閑話 作戦会議、辺境伯家の三兄弟 2
「兄さんたち、そんな顔して。そうだね。ディオスと俺が似たようなものっていうのは自覚している。だから、ね? 僕に任せてくれないかな。王立学園で、休学の手続きもしてきたから」
ルシードは、いつも兄二人の指示に従う。
物分かりのいい弟だ、リリーナのことが関わらなければ。
「お、おい。王立学園は貴族の義務だ。何を勝手に……」
「学園設立法第52条。王立学園は貴族の義務であるが、貴族子弟である学生の力を借りる必要がある事案が発生した場合には、休学の許可が得られる場合がある」
「――――その条文、実際に許可されたことなかったんじゃ」
「ああ、ごめんね? 第三王子殿下と、魔石の利権について、少し取引しちゃった。それについては、シェアザード兄さん、あとよろしく」
いつもニコニコ笑っているように見えて、糸目で瞳の奥が見えないことで、どこか本人の感情が読み取れない次兄シェアザードが、すっとその瞳を開く。眼鏡の奥の瞳の色は、長兄と同じダークブルーだ。
「ごめんね? でも、シェア兄さんだって、リリーナ姉さんを取り戻したいでしょう?」
「よりによって、あの食えない第三王子に」
「第三王子殿下。聖女様を恋人にしているくせに、周囲が姉さんとの婚約を押し進めているのを止めることも出来ないなんて。まあでも、敵の敵は、味方ってね?」
王族とルンベルグ家の関係は、薄氷の上に立つような、微妙なバランスだ。
王族よりも長い歴史を持つ、ルンベルグ家。
おそらく、王都に本拠を置く第一騎士団と、第二騎士団、ルンベルグ辺境伯領に本拠を置く第三騎士団。

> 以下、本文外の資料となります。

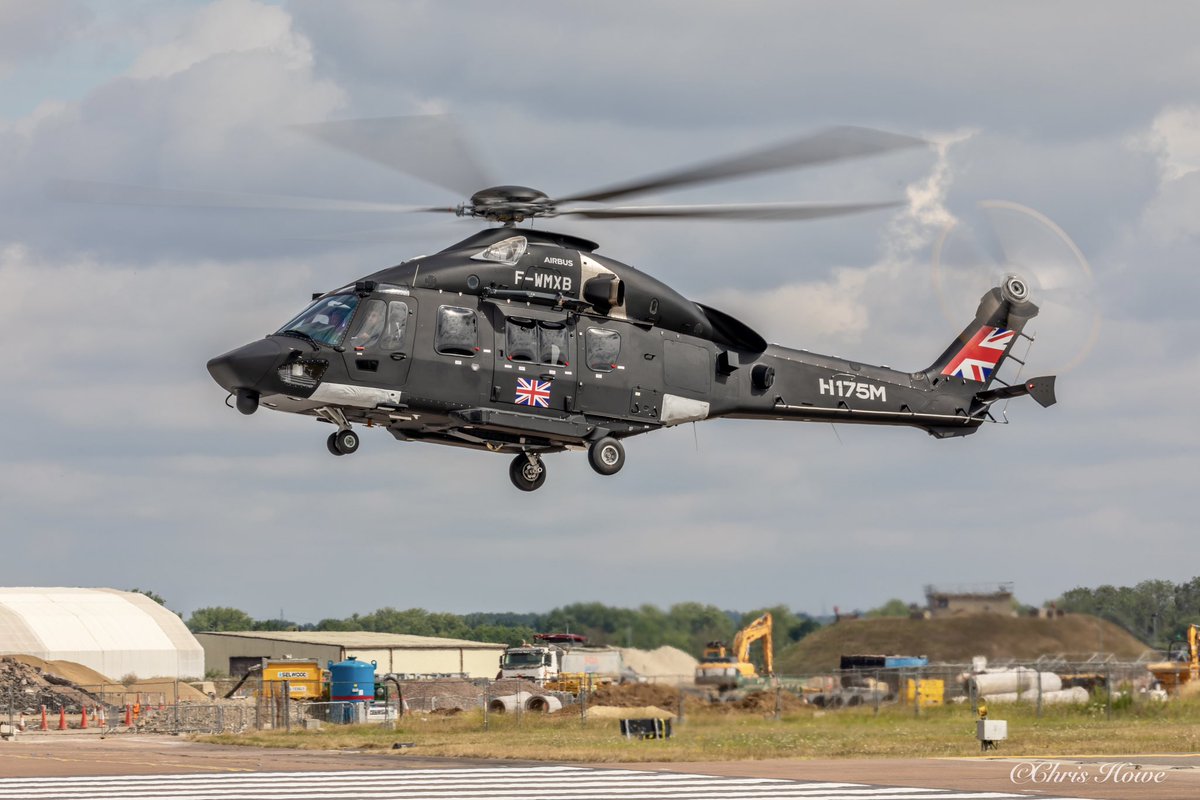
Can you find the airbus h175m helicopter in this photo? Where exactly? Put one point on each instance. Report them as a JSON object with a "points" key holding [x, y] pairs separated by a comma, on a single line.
{"points": [[528, 342]]}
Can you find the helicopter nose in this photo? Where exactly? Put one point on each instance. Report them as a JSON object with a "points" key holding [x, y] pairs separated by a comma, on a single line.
{"points": [[240, 371]]}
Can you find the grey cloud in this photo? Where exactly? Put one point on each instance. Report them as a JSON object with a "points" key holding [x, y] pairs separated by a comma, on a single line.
{"points": [[124, 438]]}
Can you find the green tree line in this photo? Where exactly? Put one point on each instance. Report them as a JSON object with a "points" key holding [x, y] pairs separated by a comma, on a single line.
{"points": [[688, 626], [1155, 611]]}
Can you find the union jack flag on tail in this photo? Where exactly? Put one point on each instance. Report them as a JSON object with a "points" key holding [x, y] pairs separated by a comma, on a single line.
{"points": [[978, 358], [533, 392]]}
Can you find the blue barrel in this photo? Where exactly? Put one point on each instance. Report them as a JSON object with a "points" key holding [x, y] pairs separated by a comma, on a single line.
{"points": [[352, 680]]}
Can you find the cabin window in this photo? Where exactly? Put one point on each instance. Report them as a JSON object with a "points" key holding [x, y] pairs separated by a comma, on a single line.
{"points": [[397, 322], [371, 319], [457, 331], [603, 349], [521, 340], [553, 338]]}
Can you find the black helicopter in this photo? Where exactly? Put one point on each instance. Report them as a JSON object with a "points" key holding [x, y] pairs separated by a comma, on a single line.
{"points": [[528, 342]]}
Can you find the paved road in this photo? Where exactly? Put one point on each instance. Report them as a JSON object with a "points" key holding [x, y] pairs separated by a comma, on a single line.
{"points": [[136, 768]]}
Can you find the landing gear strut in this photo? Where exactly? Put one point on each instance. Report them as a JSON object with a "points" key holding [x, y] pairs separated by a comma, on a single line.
{"points": [[606, 456], [342, 443], [527, 471]]}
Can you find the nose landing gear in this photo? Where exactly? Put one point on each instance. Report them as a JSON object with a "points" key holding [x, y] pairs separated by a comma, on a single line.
{"points": [[342, 443], [527, 471]]}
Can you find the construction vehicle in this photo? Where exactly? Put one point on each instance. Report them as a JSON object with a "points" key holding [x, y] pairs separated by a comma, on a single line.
{"points": [[729, 668], [1182, 666], [563, 662]]}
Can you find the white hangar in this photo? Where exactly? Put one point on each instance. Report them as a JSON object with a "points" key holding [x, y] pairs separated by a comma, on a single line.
{"points": [[114, 632]]}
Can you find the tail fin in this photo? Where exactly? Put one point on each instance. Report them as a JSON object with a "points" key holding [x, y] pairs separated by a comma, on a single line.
{"points": [[975, 358]]}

真っ向からぶつかって、勝つのは第三騎士団だろう。
もちろん、ルンベルグ家は、王家に忠誠を誓っている。今のところは。
「――――亜人を完全に差別するあの国に、姉さんを差し出すなんて出来るはずもない」
「それは、第一級極秘事項だ。ルシード」
「平気だよ、シェア兄さん。ここには僕らしかいないし、遮音結界は完璧だ」
高度な術式も、ルンベルグ家の始祖の血を濃く継いでいる、ルシードにかかれば簡単なことのようだ。おそらく、このレベルの術式を編めるのは、王都にも数人しかいないだろう。
「じゃ、行ってくるから」
二人の兄が止める間もなく、ルシードの姿はかき消える。
転移魔法の使い手、本人は一番得意なのは幻術だと言ってはいるが、全ての魔術は彼のものだ。
「――――魔王の国に行ったのか?」
「とりあえず、休学理由は第三王子殿下の命令により、ルシードが魔石の調達のために駆り出されたあたりでいいでしょうね?」
「ああ、書類が作成出来たら、執務室に持ってきてもらえるか?」
「ええ。俺たちも行きたいところですが、さすがにルンベルグ家の子弟が全員魔王の国に行ってしまったら、王家からの離反まったなしですから」
「――――リリーナとルシードの件、隠し通せるか?」
「俺を誰だと思っているんです。どんな手を使っても」
ガランドは、再びため息をついた。
ルンベルグ家の力関係は複雑だ。
それでも、誰一人として辺境伯という地位に興味がないゆえに、後継者争いは起こらなかった。
結果、辺境伯を襲名することになった、
剣の腕は超一流だが、魔法が使えない長兄ガランド。
魔力と剣をバランスよく使える、一流の魔法剣士であると同時に、商才にあふれる次兄シェアザード。
そして、始祖の血を継いで、誰よりも魔法を巧みに操る末の弟ルシード。
「そして、リリーナ」
魔王であれば、リリーナの価値をすでに知っているに違いない。
最近は途絶えていた、魔王領とルンベルグ領の交流が、数百年ぶりに再開するのかもしれない。
それは、王族に従っていたルンベルグ家の方向転換を意味している。
「ただの魔王であってくれれば、良かったものを」
本当に、ただ魔王であるなら、戦えば良い。
だが、現実は多くの糸が絡まりあっている。
長兄は執務室でため息をつく。
ルンベルグ家の人間は、やはり特別だ。
四人の中でリリーナだけは、落ちこぼれだという周囲の評価を覆さないのは、そのほうが都合がいいからだ。
大事な妹の身を案じるとともに、ルンベルグ家の未来についても検討する必要が出てきた。
家族への親愛の感情を、一時振り切って、長兄は執務を再開した。